Python - Find unique words in Text File
Python - Find unique words in Text File
Finding unique words in a text file requires text cleaning, finding the words, and then finding the unique.
In this tutorial, we will learn how to find unique words in a text file.
Steps to find unique words
To find unique words in a text file, follow these steps.
- Read text file in read mode.
- Convert text to lower case or upper case. We do not want 'apple' to be different from 'Apple'.
- Split file contents into list of words.
- Clean the words that are infested with punctuation marks. Something like stripping the words from full-stops, commas, etc.
- Also, remove apostrophe-s 's.
- You may also add more text cleaning steps here.
- Now find the unique words in the list using a Python For Loop and Python Membership Operator.
- After finding unique words, sort them for presentation.
In the text cleaning, you can also remove helping verbs, etc.

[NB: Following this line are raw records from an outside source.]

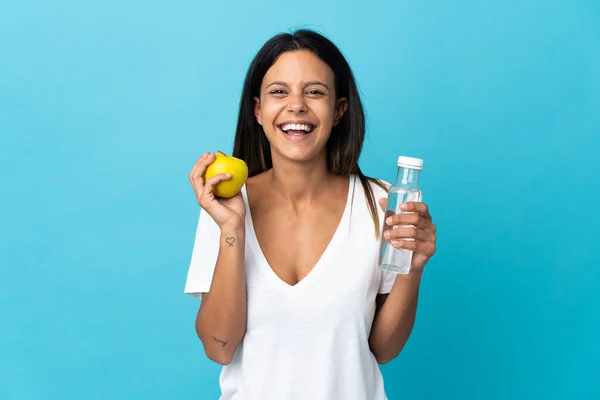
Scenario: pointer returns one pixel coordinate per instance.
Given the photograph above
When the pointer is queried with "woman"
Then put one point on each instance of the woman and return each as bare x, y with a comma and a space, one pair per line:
292, 304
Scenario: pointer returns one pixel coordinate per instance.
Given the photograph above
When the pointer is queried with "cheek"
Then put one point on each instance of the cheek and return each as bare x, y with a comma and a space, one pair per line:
270, 110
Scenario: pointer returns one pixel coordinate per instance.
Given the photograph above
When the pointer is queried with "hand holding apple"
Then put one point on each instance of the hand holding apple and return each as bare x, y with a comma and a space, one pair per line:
228, 212
225, 164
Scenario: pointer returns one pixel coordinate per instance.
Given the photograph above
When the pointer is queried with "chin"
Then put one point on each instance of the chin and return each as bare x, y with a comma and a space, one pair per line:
298, 154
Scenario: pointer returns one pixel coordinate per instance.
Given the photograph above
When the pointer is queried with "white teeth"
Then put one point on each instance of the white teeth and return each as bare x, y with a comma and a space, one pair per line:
296, 127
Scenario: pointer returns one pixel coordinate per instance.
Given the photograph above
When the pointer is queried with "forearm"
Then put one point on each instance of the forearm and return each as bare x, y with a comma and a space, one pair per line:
221, 320
394, 321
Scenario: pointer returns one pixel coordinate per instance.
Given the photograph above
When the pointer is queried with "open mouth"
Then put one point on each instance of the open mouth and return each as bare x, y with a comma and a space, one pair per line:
297, 129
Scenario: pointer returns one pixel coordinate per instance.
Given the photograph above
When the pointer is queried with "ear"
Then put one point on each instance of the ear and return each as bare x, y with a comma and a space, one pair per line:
340, 109
257, 110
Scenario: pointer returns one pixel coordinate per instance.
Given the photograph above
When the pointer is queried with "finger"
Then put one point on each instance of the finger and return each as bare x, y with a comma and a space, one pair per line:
194, 170
409, 233
417, 207
201, 166
409, 219
193, 174
210, 184
383, 203
427, 248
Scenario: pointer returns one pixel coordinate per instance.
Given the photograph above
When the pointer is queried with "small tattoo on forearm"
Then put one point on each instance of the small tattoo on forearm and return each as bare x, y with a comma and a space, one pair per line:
223, 342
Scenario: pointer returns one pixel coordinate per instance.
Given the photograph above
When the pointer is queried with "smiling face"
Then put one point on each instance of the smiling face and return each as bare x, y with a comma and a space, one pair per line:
298, 107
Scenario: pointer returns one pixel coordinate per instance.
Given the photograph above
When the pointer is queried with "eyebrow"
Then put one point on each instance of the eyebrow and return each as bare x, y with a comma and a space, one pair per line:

Example 1: Find unique words in text file
Now, we will put all the above mentioned steps into working using a Python program.

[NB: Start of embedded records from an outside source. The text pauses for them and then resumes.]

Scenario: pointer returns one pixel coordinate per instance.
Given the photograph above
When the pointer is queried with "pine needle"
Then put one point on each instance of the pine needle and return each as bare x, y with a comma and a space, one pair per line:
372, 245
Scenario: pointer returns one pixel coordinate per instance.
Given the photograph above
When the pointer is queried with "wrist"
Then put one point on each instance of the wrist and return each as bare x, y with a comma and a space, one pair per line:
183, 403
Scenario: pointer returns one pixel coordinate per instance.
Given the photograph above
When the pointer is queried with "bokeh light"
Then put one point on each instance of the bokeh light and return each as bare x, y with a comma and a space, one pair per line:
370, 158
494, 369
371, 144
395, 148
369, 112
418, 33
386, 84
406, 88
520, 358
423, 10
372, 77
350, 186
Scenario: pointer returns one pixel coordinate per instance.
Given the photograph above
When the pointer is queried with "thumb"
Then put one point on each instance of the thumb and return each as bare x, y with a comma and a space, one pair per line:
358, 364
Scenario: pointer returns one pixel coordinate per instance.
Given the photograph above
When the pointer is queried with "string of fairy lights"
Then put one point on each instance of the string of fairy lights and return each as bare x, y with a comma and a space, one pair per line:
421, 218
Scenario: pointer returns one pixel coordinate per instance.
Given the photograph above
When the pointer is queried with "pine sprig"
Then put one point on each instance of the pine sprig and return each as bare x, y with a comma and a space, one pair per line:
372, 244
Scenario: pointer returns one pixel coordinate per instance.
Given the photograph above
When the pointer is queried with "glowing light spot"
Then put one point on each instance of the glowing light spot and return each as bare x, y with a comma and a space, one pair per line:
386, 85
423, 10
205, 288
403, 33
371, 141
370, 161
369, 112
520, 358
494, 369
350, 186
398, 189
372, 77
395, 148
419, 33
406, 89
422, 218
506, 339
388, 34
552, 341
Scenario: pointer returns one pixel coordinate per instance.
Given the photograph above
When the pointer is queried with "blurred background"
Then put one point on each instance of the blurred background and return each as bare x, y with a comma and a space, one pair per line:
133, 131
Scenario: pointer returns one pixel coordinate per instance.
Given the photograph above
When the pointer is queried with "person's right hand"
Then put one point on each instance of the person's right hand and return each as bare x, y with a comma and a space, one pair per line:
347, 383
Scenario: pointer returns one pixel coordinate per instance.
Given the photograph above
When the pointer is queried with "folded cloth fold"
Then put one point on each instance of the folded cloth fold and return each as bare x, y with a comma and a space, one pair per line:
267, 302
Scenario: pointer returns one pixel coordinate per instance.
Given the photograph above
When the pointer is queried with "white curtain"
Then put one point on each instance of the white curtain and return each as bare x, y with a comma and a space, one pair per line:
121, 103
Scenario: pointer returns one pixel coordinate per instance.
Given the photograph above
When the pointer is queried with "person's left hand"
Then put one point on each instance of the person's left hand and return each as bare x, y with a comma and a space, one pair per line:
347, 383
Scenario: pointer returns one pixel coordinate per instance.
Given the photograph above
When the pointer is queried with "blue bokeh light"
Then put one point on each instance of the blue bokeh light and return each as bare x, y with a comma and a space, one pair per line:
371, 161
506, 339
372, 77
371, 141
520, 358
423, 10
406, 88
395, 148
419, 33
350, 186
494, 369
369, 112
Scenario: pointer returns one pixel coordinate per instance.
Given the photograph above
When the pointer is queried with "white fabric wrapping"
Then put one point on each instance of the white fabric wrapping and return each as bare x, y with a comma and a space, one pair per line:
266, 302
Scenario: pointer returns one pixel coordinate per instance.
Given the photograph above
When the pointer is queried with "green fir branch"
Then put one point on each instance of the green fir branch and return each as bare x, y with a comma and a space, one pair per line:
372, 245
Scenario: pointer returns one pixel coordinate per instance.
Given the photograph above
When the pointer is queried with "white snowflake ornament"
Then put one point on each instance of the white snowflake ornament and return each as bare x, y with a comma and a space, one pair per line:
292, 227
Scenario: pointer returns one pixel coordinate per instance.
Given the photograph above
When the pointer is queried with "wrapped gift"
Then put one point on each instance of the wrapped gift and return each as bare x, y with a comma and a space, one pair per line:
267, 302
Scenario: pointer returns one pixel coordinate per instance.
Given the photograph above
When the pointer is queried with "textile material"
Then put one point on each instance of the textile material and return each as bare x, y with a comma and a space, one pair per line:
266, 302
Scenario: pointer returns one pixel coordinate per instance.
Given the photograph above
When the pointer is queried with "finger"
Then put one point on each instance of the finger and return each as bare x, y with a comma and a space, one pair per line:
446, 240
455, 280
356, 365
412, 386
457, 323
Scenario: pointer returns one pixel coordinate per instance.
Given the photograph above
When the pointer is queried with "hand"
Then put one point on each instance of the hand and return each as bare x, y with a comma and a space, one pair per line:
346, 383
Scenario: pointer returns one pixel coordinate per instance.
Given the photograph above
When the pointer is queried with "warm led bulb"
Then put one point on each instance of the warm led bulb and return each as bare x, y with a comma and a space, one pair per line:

Consider that we are taking the following text file.
Apple is a very big company. An apple a day keeps doctor away. A big fat cat came across the road beside doctor's office.
The doctor owns apple device.
Python Program
text_file = open('data.txt', 'r')
text = text_file.read()
#cleaning
text = text.lower()
words = text.split()
words = [word.strip('.,!;()[]') for word in words]
words = [word.replace("'s", '') for word in words]
#finding unique
unique = []
for word in words:
if word not in unique:
unique.append(word)
#sort
unique.sort()
#print
print(unique)
Output
['a', 'across', 'an', 'apple', 'away', 'beside', 'big', 'came', 'cat', 'company', 'day', 'device', 'doctor', 'fat', 'is', 'keeps', 'office', 'owns', 'road', 'the', 'very']
Translation of Steps into Python Code
Following is the list of Python concepts we used in the above program to find the unique words.
- open() function to get a reference to the file object.
- file.read() method to read contents of the file.
- str.lower() method to convert text to lower case.
- str.split() method to split the text into words separated by white space characters like single space, new line, tab, etc.
- str.strip() method to strip the punctuation marks from the edges of words.
- str.replace() method to replace
's
with nothing, at the end of words. - for loop to iterate for each word in the words list.
- in - membership operator to check if the word is present in unique.
- list.append() method to append the word to unique list.
- list.sort() method to sort unique words in lexicographic ascending order.
- print() function to print the unique words list.
Summary
In this tutorial of Python Examples, we learned how to find unique words in a text file, with the help of example program.